Exploring the spiritual roots of abstract painting
Warren Isensee’s current show at Danese begins to fulfill a wish and the promise of his earlier work. Though always technically excellent, Isensee’s prior work seems to have been in the grip of the fashion of the times. There was always a preoccupation with a nostalgic/ironic universe of signing.
Semiotics preoccupied many artists during the last decade of the last century. When tongues were not solidly planted in cheeks, they were wagging about design conventions of an earlier time and the sociological follies of a misguided upper/middle class. The reasons for these preoccupations were explainable and understandable, but in the end no more than art-fashion.

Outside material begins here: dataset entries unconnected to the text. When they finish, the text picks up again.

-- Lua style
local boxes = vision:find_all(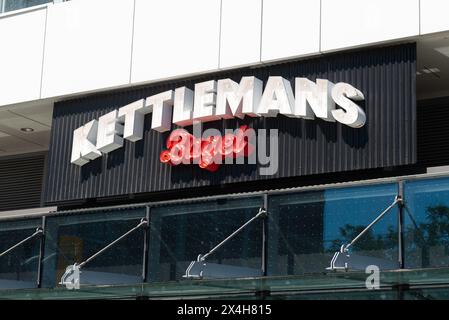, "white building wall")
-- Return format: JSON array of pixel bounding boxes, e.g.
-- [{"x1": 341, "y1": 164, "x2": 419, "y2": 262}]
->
[
  {"x1": 321, "y1": 0, "x2": 420, "y2": 52},
  {"x1": 420, "y1": 0, "x2": 449, "y2": 35},
  {"x1": 0, "y1": 6, "x2": 47, "y2": 107},
  {"x1": 1, "y1": 0, "x2": 449, "y2": 108},
  {"x1": 41, "y1": 0, "x2": 134, "y2": 98},
  {"x1": 261, "y1": 0, "x2": 320, "y2": 63},
  {"x1": 131, "y1": 0, "x2": 221, "y2": 84},
  {"x1": 219, "y1": 0, "x2": 262, "y2": 69}
]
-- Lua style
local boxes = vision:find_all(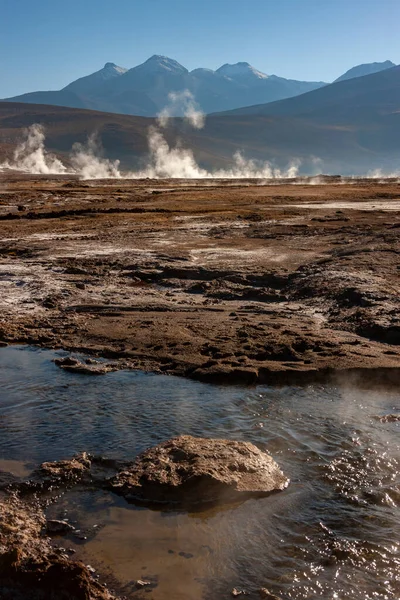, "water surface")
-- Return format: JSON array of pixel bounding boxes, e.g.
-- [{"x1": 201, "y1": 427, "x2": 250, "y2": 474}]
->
[{"x1": 0, "y1": 346, "x2": 399, "y2": 599}]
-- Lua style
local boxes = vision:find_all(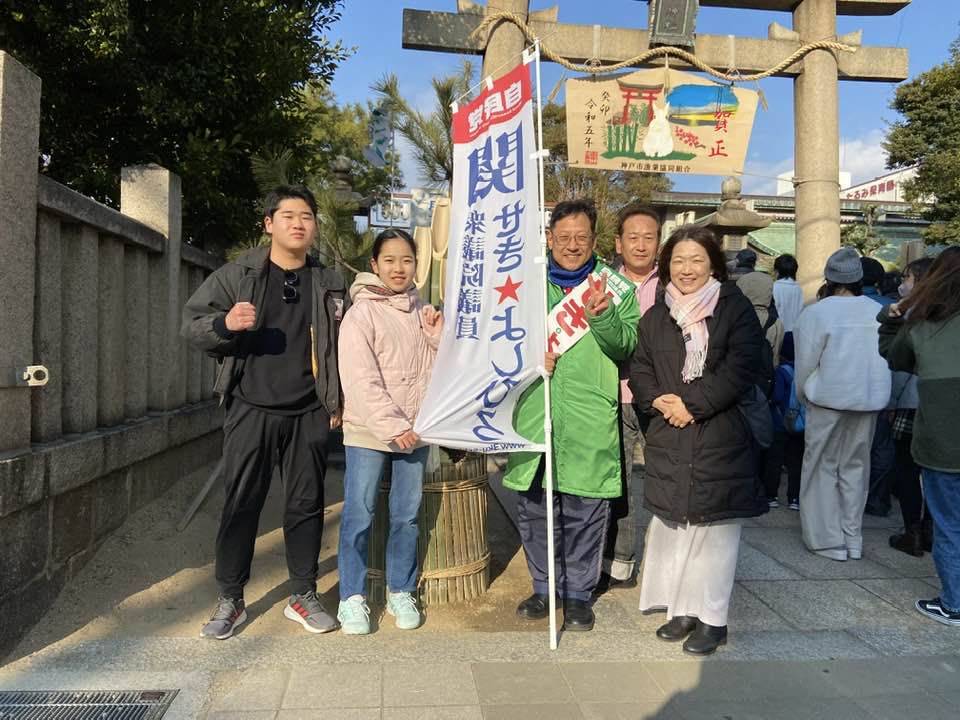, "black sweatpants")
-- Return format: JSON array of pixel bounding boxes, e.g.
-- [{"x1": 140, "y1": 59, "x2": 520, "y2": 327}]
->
[
  {"x1": 762, "y1": 430, "x2": 804, "y2": 501},
  {"x1": 216, "y1": 400, "x2": 329, "y2": 599},
  {"x1": 517, "y1": 462, "x2": 610, "y2": 602},
  {"x1": 894, "y1": 433, "x2": 924, "y2": 528}
]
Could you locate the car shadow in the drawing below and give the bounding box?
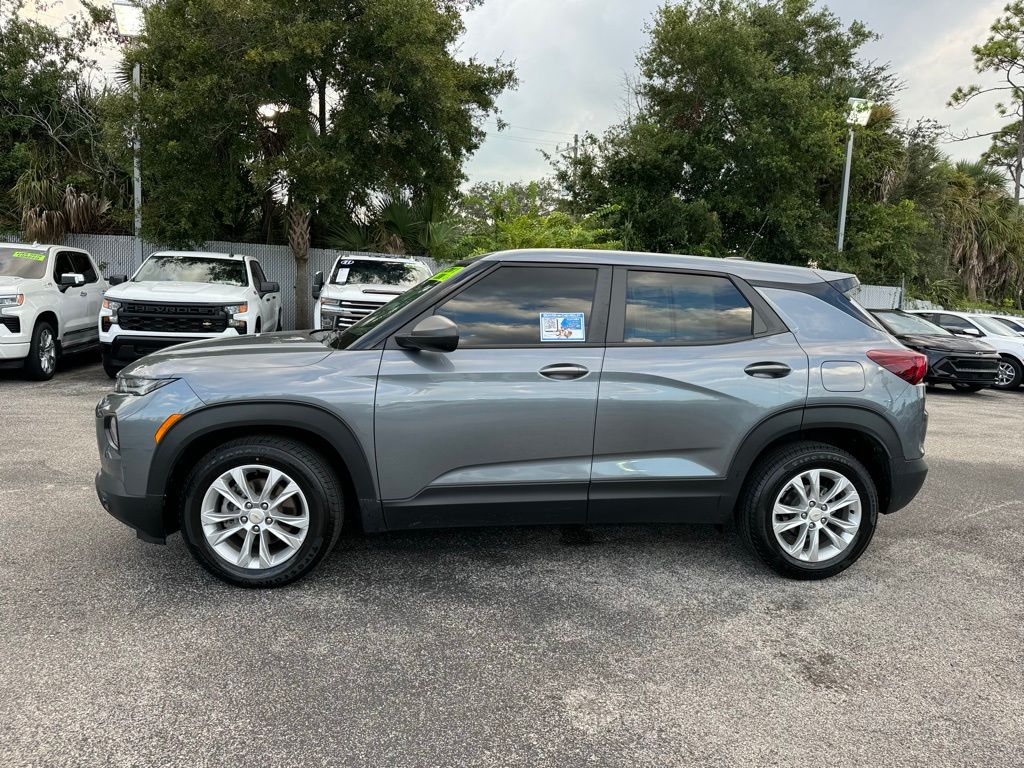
[0,347,101,382]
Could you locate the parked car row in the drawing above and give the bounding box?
[0,243,430,380]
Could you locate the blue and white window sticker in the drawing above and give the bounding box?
[540,312,586,342]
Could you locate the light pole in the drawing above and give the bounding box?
[112,1,145,270]
[837,97,873,252]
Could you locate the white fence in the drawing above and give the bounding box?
[1,232,436,329]
[847,284,903,310]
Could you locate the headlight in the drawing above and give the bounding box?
[102,298,121,323]
[224,303,248,329]
[114,375,177,396]
[321,298,341,308]
[0,294,24,310]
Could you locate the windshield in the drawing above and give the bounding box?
[988,316,1024,334]
[134,254,248,286]
[873,310,951,337]
[0,247,48,279]
[330,260,423,287]
[325,277,442,349]
[972,315,1018,337]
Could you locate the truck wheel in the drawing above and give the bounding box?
[180,436,344,588]
[737,441,878,580]
[102,352,121,379]
[23,321,58,381]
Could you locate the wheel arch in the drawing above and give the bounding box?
[35,309,60,341]
[725,405,902,515]
[150,401,382,535]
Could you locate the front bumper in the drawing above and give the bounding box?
[886,457,928,514]
[0,340,30,367]
[95,470,168,544]
[925,353,1000,386]
[102,334,233,365]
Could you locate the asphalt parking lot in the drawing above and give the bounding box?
[2,357,1022,767]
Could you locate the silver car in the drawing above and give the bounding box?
[95,250,928,587]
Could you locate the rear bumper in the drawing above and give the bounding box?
[885,457,928,514]
[95,470,168,544]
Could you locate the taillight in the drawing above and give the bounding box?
[867,349,928,385]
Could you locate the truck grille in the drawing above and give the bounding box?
[934,355,1000,381]
[325,299,384,330]
[118,302,229,334]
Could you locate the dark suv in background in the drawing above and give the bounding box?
[95,249,928,587]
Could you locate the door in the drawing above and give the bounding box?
[52,250,92,341]
[589,267,809,524]
[72,252,103,346]
[249,260,280,330]
[925,312,983,338]
[374,264,611,529]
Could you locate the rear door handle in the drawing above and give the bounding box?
[539,363,589,380]
[80,291,88,297]
[744,362,792,379]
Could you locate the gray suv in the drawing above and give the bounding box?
[95,250,928,587]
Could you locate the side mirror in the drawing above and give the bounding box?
[312,271,324,300]
[259,280,279,295]
[108,274,127,286]
[59,273,85,290]
[959,326,982,337]
[395,315,459,353]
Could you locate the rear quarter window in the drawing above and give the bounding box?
[757,286,887,343]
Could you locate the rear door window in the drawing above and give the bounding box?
[623,271,753,344]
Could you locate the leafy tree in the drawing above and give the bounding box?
[329,193,462,260]
[122,0,515,325]
[949,1,1024,201]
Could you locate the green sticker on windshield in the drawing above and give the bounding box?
[430,266,463,282]
[12,250,45,261]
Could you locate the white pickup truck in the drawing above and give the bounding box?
[0,243,106,380]
[312,254,432,331]
[99,250,281,377]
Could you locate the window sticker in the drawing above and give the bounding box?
[337,259,355,265]
[12,250,45,261]
[540,312,585,342]
[430,266,464,282]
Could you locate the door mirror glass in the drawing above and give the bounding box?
[259,280,279,295]
[59,272,85,289]
[312,270,324,300]
[396,315,459,352]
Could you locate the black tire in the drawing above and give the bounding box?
[180,436,344,588]
[23,321,58,381]
[737,441,879,580]
[102,352,121,379]
[993,355,1023,390]
[951,382,985,393]
[255,318,262,334]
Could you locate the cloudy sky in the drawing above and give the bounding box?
[30,0,1010,184]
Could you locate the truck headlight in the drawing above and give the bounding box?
[102,298,121,323]
[115,375,177,396]
[224,303,248,329]
[0,294,24,311]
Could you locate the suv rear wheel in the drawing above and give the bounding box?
[180,436,344,587]
[738,441,878,580]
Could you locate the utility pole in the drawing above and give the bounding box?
[572,133,579,217]
[837,98,873,252]
[132,61,143,269]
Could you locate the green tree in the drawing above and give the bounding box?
[949,1,1024,201]
[122,0,515,325]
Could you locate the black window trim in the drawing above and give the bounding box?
[606,266,788,347]
[383,261,614,351]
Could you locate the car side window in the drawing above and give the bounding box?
[435,266,598,346]
[935,314,973,332]
[250,260,268,287]
[623,270,753,344]
[53,251,77,280]
[71,253,98,283]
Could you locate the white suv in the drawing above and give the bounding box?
[312,255,432,331]
[0,243,106,380]
[908,309,1024,389]
[99,250,281,377]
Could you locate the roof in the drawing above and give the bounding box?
[336,254,424,264]
[480,248,854,285]
[149,250,247,260]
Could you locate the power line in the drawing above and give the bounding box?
[484,119,577,138]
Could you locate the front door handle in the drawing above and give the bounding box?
[539,363,589,380]
[744,361,792,379]
[80,291,88,297]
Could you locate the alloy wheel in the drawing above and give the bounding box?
[772,468,862,564]
[995,361,1015,388]
[200,464,310,570]
[38,329,56,375]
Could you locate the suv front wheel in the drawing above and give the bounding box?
[738,441,879,580]
[180,436,344,587]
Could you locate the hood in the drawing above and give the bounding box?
[321,282,406,302]
[896,333,998,355]
[106,280,247,304]
[124,331,333,379]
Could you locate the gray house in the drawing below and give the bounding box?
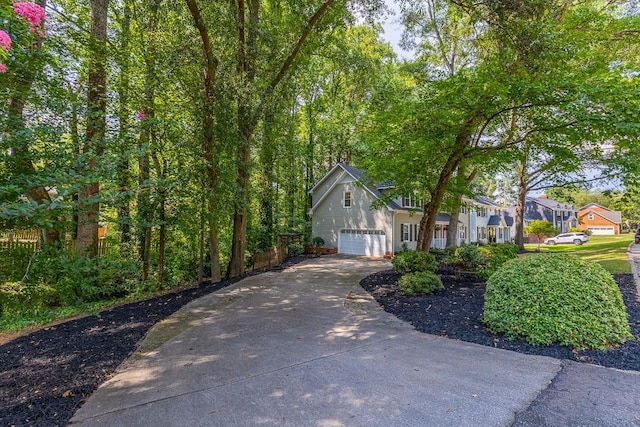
[308,163,512,256]
[508,195,579,237]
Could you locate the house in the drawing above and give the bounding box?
[506,195,579,242]
[577,203,622,235]
[308,163,512,256]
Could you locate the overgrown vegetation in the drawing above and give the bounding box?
[483,254,632,350]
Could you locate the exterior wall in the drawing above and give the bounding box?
[310,178,393,254]
[394,212,422,252]
[578,212,620,234]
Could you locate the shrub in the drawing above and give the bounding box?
[398,271,443,296]
[287,243,304,257]
[392,250,437,274]
[311,236,325,248]
[449,243,486,270]
[484,254,632,350]
[477,243,519,279]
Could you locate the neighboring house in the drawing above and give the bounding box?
[308,163,511,257]
[578,203,622,235]
[507,195,579,242]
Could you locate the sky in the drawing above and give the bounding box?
[379,1,414,59]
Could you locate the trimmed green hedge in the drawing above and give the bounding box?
[398,271,443,296]
[392,250,438,274]
[477,243,519,279]
[483,253,632,350]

Universities instituted curriculums centering on semiotics, an interesting and vast field, but when it came to the visual arts the result was and is little more than a sharp elbow to the ribs, a smirk, and a knowing nod.
Isensee’s work engaged these fashions using a late 50’s early 60’s palette — pumpkin, aqua, coffee au lait, sea foam, avocado — on nests or rounded-off pebble-like futurismo type shapes. This rather campy approach was not really doing him any favors.
The current show largely does away with this ironic vernacular in favor of a more neutral rectilinear arrangement of bands of color. He crates a kind of maze of rectangles with occasional balls of color. There is also a black and white number, which recalls Al Held of a certain period.
The references to earlier art are still there, only the whole endeavor seems to be of a more serious nature. The coloration goes all the way to red and black and includes tonalities of all colors. This sort of thing was forbidden in the circumscribed scope of his previous agenda. In these paintings, color works as light and space. None of the sense of humor or pleasure of the earlier work is lost.
In addition to the major paintings in the show, a back gallery has smaller ones and some astonishing small works in colored pencil. They recall Indian tantric works. All in all, the show brings to mind the spiritual roots of abstract painting. Though the references to modernist abstraction abound, the work stands on its own and is nothing if not an edifying presence. For a peek at the roots of this sort of work, see the Gene Davis show at Charles Cowles Gallery next door to Danese on 24th Street. Then you can see that Isensee is indeed making modern art for today.